Berita Utama ยท 23 Sep 2021 22:33

Gerindra Sultra Tegaskan Kasus Andi Merya Murni Tindakan Pribadi


Gerindra Sultra Tegaskan Kasus Andi Merya Murni Tindakan Pribadi Perbesar

SULTRAKITA.COM, WAKATOBI – Sekretaris DPD Partai Gerindra Provinsi Sulawesi Tenggara (Sultra), Safarullah, menegaskan Kasus Dugaan Suap yang menjerat Bupati Kolaka Timur (Koltim) Andi Merya Nur, murni tindakan pribadi, dan bukan merupakan perintah Partai.

Safarullah menjelaskan, Andi Merya Nur (Ibu Mery) merupakan Kader Partai Gerindra yang menjabat sebagai salah satu Wakil Ketua DPD Partai Gerindra Sultra.

Bupati Kolaka Timur ini, terjaring Operasi Tangkap Tangan (OTT) oleh Komisi Pemberantasan korupsi (KPK), Selasa malam (21/9).

Dalam konferensi Pers, yang digelar di Hotel Wisata Wakatobi, Kamis (23/9), Safarullah menegaskan, tindakan yang dilakukan Ibu Mery merupakan tindakan pribadi, dan atas tindakan pribadi tersebut, tentunya Partai Gerindra memiliki sikap tidak mentolerir apa yang dilakukan oleh Bupati Koltim.

” Atas tindakan pribadi beliau, dalam waktu dekat Ini kami dari DPD Partai Gerindra akan melaporkan secara resmi kepada DPP, terkait tindakan apa yang akan kami lakukan itu menunggu DPP, dan kemungkinannya, biasanya itu akan dilakukan pencabutan kartu anggota secara otomatis, ” kata Safarullah.

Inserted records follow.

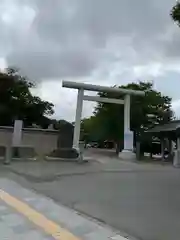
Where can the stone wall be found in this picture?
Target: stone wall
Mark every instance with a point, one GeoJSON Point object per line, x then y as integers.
{"type": "Point", "coordinates": [43, 140]}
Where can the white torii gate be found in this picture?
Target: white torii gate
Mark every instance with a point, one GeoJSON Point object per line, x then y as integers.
{"type": "Point", "coordinates": [128, 135]}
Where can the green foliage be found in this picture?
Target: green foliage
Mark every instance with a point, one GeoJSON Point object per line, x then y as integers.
{"type": "Point", "coordinates": [17, 102]}
{"type": "Point", "coordinates": [57, 124]}
{"type": "Point", "coordinates": [175, 13]}
{"type": "Point", "coordinates": [108, 120]}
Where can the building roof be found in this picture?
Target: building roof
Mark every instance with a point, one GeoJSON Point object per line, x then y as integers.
{"type": "Point", "coordinates": [169, 127]}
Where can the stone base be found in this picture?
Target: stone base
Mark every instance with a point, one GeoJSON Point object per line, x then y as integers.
{"type": "Point", "coordinates": [127, 155]}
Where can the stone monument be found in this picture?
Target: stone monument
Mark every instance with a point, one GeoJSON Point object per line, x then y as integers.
{"type": "Point", "coordinates": [65, 148]}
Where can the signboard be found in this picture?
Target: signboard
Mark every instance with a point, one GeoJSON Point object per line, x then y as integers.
{"type": "Point", "coordinates": [128, 140]}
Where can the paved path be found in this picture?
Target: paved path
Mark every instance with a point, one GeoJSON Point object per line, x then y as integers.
{"type": "Point", "coordinates": [141, 200]}
{"type": "Point", "coordinates": [27, 215]}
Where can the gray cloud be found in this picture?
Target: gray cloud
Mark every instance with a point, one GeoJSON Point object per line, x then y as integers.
{"type": "Point", "coordinates": [101, 41]}
{"type": "Point", "coordinates": [75, 38]}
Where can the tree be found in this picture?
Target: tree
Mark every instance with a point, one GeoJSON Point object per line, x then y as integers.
{"type": "Point", "coordinates": [110, 117]}
{"type": "Point", "coordinates": [17, 101]}
{"type": "Point", "coordinates": [175, 13]}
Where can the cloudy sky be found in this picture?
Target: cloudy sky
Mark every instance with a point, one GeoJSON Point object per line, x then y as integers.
{"type": "Point", "coordinates": [103, 42]}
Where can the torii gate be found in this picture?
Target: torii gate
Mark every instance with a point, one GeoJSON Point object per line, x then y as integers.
{"type": "Point", "coordinates": [128, 135]}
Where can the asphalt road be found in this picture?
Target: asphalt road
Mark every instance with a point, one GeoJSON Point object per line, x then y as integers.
{"type": "Point", "coordinates": [144, 202]}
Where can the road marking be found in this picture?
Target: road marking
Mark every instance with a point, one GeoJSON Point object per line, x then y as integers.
{"type": "Point", "coordinates": [37, 218]}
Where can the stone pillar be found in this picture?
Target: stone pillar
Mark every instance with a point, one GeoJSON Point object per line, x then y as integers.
{"type": "Point", "coordinates": [127, 105]}
{"type": "Point", "coordinates": [78, 119]}
{"type": "Point", "coordinates": [162, 148]}
{"type": "Point", "coordinates": [127, 152]}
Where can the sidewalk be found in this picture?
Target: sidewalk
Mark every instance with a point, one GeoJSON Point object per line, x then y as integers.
{"type": "Point", "coordinates": [27, 215]}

Baca juga :   Pemkot Kendari Launching Elektronifikasi Transaksi Pasar (Daoa) Digital

Ia menyampaikan, dengan adanya kejadian OTT tersebut, adalah pelajaran bagi seluruh Kader Partai Gerindra, khusunya bagi anggota DPRD Kabupaten/Kota maupun Provinsi, agar tidak main-main dengan Kasus Korupsi, karena Ketua DPP Partai Gerindra, Prabowo Subianto, tidak mentolerir jika ada Kader Partai Gerindra yang terlibat Korupsi.

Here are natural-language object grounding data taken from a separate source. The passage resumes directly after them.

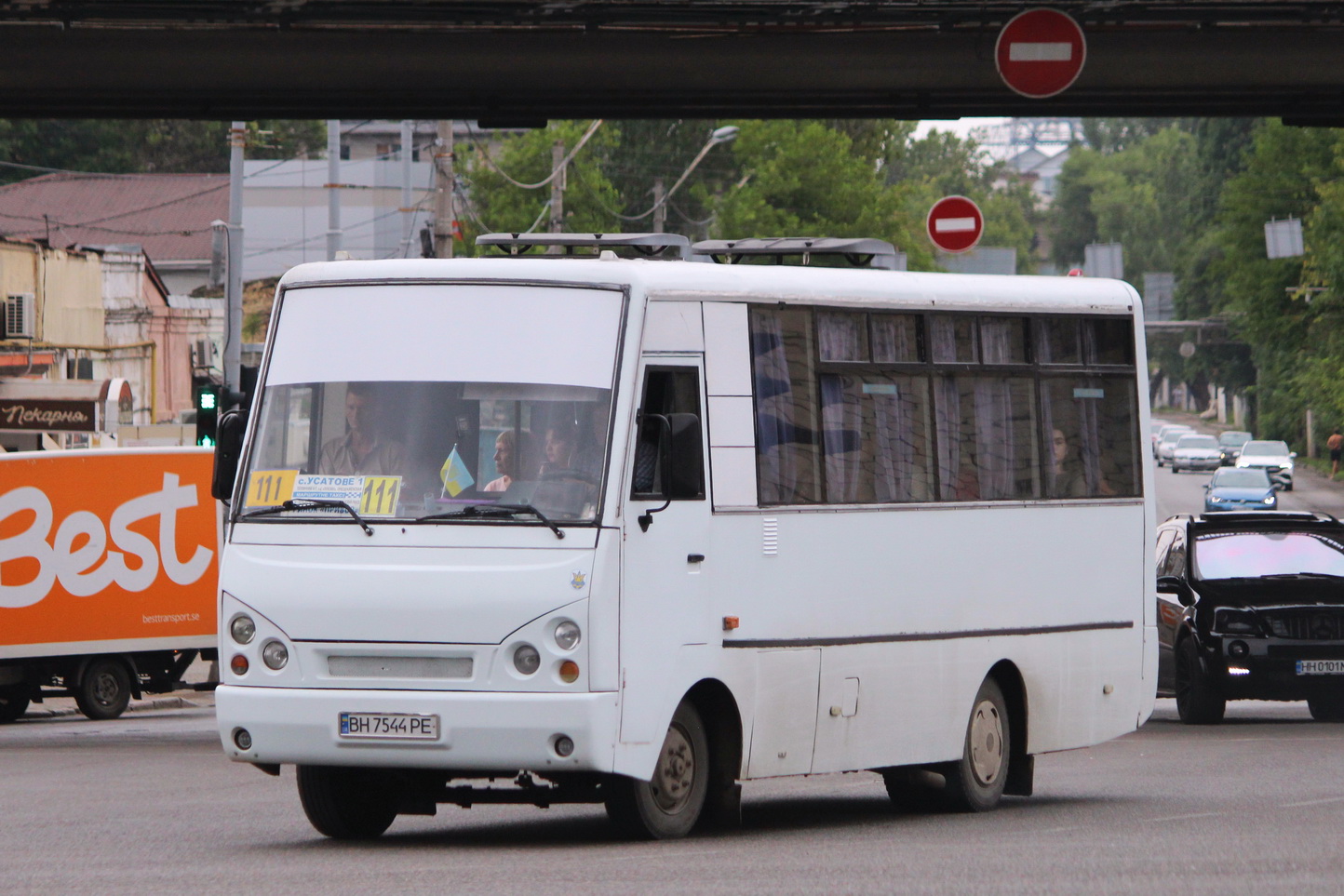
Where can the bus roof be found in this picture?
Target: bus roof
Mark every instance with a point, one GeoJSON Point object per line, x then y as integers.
{"type": "Point", "coordinates": [789, 284]}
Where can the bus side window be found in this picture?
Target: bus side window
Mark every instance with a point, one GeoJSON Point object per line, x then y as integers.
{"type": "Point", "coordinates": [669, 454]}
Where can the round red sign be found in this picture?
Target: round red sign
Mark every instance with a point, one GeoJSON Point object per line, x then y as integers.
{"type": "Point", "coordinates": [1039, 53]}
{"type": "Point", "coordinates": [954, 224]}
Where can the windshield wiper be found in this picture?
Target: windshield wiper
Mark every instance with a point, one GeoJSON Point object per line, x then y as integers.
{"type": "Point", "coordinates": [302, 504]}
{"type": "Point", "coordinates": [1302, 575]}
{"type": "Point", "coordinates": [493, 509]}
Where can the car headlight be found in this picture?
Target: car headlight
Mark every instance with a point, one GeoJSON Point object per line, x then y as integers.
{"type": "Point", "coordinates": [1238, 622]}
{"type": "Point", "coordinates": [568, 635]}
{"type": "Point", "coordinates": [242, 629]}
{"type": "Point", "coordinates": [275, 654]}
{"type": "Point", "coordinates": [527, 660]}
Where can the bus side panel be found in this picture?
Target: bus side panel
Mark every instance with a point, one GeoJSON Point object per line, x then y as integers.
{"type": "Point", "coordinates": [940, 596]}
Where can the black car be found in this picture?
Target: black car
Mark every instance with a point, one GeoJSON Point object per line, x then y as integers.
{"type": "Point", "coordinates": [1250, 606]}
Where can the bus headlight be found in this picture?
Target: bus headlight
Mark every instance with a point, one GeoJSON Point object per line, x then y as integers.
{"type": "Point", "coordinates": [568, 635]}
{"type": "Point", "coordinates": [275, 654]}
{"type": "Point", "coordinates": [527, 660]}
{"type": "Point", "coordinates": [242, 629]}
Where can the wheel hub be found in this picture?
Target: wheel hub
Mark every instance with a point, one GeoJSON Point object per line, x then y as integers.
{"type": "Point", "coordinates": [987, 743]}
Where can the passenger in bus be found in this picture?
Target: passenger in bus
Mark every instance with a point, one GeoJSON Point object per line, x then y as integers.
{"type": "Point", "coordinates": [1070, 481]}
{"type": "Point", "coordinates": [560, 441]}
{"type": "Point", "coordinates": [362, 450]}
{"type": "Point", "coordinates": [511, 462]}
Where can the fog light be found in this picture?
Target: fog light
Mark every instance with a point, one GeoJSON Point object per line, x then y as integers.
{"type": "Point", "coordinates": [275, 656]}
{"type": "Point", "coordinates": [568, 635]}
{"type": "Point", "coordinates": [242, 629]}
{"type": "Point", "coordinates": [527, 660]}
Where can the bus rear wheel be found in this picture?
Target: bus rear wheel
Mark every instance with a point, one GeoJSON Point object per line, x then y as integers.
{"type": "Point", "coordinates": [347, 804]}
{"type": "Point", "coordinates": [666, 805]}
{"type": "Point", "coordinates": [976, 782]}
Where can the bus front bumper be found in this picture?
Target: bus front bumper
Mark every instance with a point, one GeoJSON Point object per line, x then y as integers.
{"type": "Point", "coordinates": [476, 732]}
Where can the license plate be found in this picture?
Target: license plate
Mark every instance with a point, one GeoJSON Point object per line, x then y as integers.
{"type": "Point", "coordinates": [1320, 666]}
{"type": "Point", "coordinates": [389, 726]}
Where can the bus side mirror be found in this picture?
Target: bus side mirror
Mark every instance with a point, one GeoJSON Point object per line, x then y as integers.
{"type": "Point", "coordinates": [229, 447]}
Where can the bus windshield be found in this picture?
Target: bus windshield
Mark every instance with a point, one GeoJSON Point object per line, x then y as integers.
{"type": "Point", "coordinates": [413, 433]}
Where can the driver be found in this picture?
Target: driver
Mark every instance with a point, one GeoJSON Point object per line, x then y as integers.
{"type": "Point", "coordinates": [362, 450]}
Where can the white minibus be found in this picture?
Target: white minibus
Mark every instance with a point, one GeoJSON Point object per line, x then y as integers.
{"type": "Point", "coordinates": [635, 531]}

Safarullah menambahkan, terkait proses hukum, DPD Partai Gerindra Sultra tidak akan menyiapkan menyiapkan pengacara, sebab kasus ini merupakan tindakan pribadi.

Meski demikian jika dikemudian hari Andi Merya Nur tidak terbukti menerima suap, maka akan kembali dilakukan rehabilitasi, dan status keanggotaanya dikembalikan.

” Sekali lagi saya tegaskan ini adalah tindakan pribadi, tidak ada perintah dari Partai, yang ada isu bahwa dari DPD itu tidak ada, ada juga isu habis ketemu di jakarta, terus ini merupakan tindak lanjut dari jakarta, itu tidak ada, itu murni tindakan pribadi beliau, ” tutupnya.

Untuk diketahui, pada Selasa malam 21 September 2021, Bupati Kolaka Timur Andi Merya Nur dan Kepala BPBD Kolaka Timur Anzarullah, terjaring Operasi Tangkap Tangan (OTT), dengan barang bukti uang senilai 225 Juta Rupiah.

Baca juga :   Wagub Sebut Dana Desa Bisa Dialokasikan Untuk Penurunan Angka Stunting

Keduanya lalu ditetapkan sebagai tersangka dalam kasus dugaan korupsi pencairan dana hibah Pemkab Kolaka Timur, dari Badan Nasional Penanggulangan Bencana (BNPB), berupa dana Rehabilitasi dan Rekonstruksi (RR), serta Dana Siap Pakai (DSP). (UH)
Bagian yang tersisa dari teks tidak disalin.